In western languages, "essence" comes from "existence". In Greek (the earliest philosophical language), the neutral present participle of einai(to be) is to be, and ousia is the negative present participle of einai. Aristotle defined it as "tiesti"-"What is it" and "To Ti en Einai"-"What is it". Therefore, ousia has at least one meaning, which is what we now call "essence", but Aristotle has not defined the concept of "essence".

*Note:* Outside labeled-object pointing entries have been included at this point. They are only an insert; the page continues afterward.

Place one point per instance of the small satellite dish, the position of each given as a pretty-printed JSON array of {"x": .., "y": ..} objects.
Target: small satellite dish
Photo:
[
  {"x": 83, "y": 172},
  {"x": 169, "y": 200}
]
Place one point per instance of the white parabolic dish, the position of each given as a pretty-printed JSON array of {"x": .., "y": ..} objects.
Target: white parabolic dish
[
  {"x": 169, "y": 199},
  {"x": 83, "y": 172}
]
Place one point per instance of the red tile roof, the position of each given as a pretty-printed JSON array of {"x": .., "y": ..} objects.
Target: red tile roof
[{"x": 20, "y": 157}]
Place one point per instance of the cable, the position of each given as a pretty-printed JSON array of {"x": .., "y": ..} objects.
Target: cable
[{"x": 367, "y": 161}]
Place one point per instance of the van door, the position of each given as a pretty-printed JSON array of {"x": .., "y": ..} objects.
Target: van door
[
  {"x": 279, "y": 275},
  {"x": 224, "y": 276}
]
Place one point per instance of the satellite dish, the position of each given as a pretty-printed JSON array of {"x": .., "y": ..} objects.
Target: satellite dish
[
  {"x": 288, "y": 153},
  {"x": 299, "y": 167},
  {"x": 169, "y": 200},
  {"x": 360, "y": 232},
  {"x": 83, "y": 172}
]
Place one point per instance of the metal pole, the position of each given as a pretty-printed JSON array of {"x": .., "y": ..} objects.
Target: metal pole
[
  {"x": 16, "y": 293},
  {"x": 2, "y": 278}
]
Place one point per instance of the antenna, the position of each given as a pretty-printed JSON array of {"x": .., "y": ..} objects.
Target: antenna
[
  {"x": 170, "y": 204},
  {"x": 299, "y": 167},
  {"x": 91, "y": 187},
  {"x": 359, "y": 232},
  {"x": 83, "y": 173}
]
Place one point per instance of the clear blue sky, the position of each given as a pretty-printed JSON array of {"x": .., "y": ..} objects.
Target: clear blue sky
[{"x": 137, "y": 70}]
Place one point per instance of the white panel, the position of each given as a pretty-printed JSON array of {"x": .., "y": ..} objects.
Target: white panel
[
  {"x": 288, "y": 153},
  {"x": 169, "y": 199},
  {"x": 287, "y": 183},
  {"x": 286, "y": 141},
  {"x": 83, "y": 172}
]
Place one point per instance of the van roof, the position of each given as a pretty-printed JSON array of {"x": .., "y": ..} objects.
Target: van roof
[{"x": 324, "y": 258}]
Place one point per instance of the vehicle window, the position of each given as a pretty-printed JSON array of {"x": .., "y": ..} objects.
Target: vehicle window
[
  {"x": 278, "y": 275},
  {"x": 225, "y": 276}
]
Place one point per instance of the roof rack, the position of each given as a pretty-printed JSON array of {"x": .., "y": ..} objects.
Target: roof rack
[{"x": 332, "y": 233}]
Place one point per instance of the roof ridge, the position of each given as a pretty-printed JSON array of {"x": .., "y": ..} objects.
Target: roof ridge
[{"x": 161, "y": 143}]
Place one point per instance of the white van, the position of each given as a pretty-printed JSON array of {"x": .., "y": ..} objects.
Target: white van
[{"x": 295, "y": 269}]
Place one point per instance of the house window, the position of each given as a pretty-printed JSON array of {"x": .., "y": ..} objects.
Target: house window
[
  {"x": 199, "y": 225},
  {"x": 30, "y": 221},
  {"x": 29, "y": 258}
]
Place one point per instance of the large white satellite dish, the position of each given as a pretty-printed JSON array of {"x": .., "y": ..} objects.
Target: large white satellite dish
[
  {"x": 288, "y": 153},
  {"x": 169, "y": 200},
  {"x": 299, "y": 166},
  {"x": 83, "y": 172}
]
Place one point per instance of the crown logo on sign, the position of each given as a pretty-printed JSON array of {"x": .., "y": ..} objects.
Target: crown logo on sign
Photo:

The philosophical concept in Latin is basically the translation of Greek (with the help of a master), but it is very similar in language structure (which may be the characteristic of Indo-European language family), and essentia also comes from esse(to be). Before his death, Mr. Miao Tianli tried to invent a new word for English: Being Sex as the English translation of ousia, because English nouns have no sexual change, but the suffix -LITY can have a negative meaning. The "essence" of German is wesen, which also comes from "existence": gewesen and Sein's past perfect tense, with the prefix removed, is Wesen, so Hegel joked that the existence in the past is the essence when making category deduction.
When did the concepts of "essence" and "phenomenon" form a pair of philosophical concepts? It is difficult to trace back ideologically, but the emergence of this concept can be explained. In Kant's philosophy, there are two pairs of related concepts: the "appearance" of things and things themselves, and phenomena and Noumena. Judging from Kant's two pairs of concepts, the phenomenon opposite to essence should be appearance, not phenomenology.
We always say "essence" and "phenomenon". Who first used this pair of concepts? It should be Hegel. Our thought about "essence" comes from Marx and Engels, while Marx and Engels come from Hegel. Hegel used the concepts of essence and phenomenon in logic, and "phenomenon" used Erscheinung.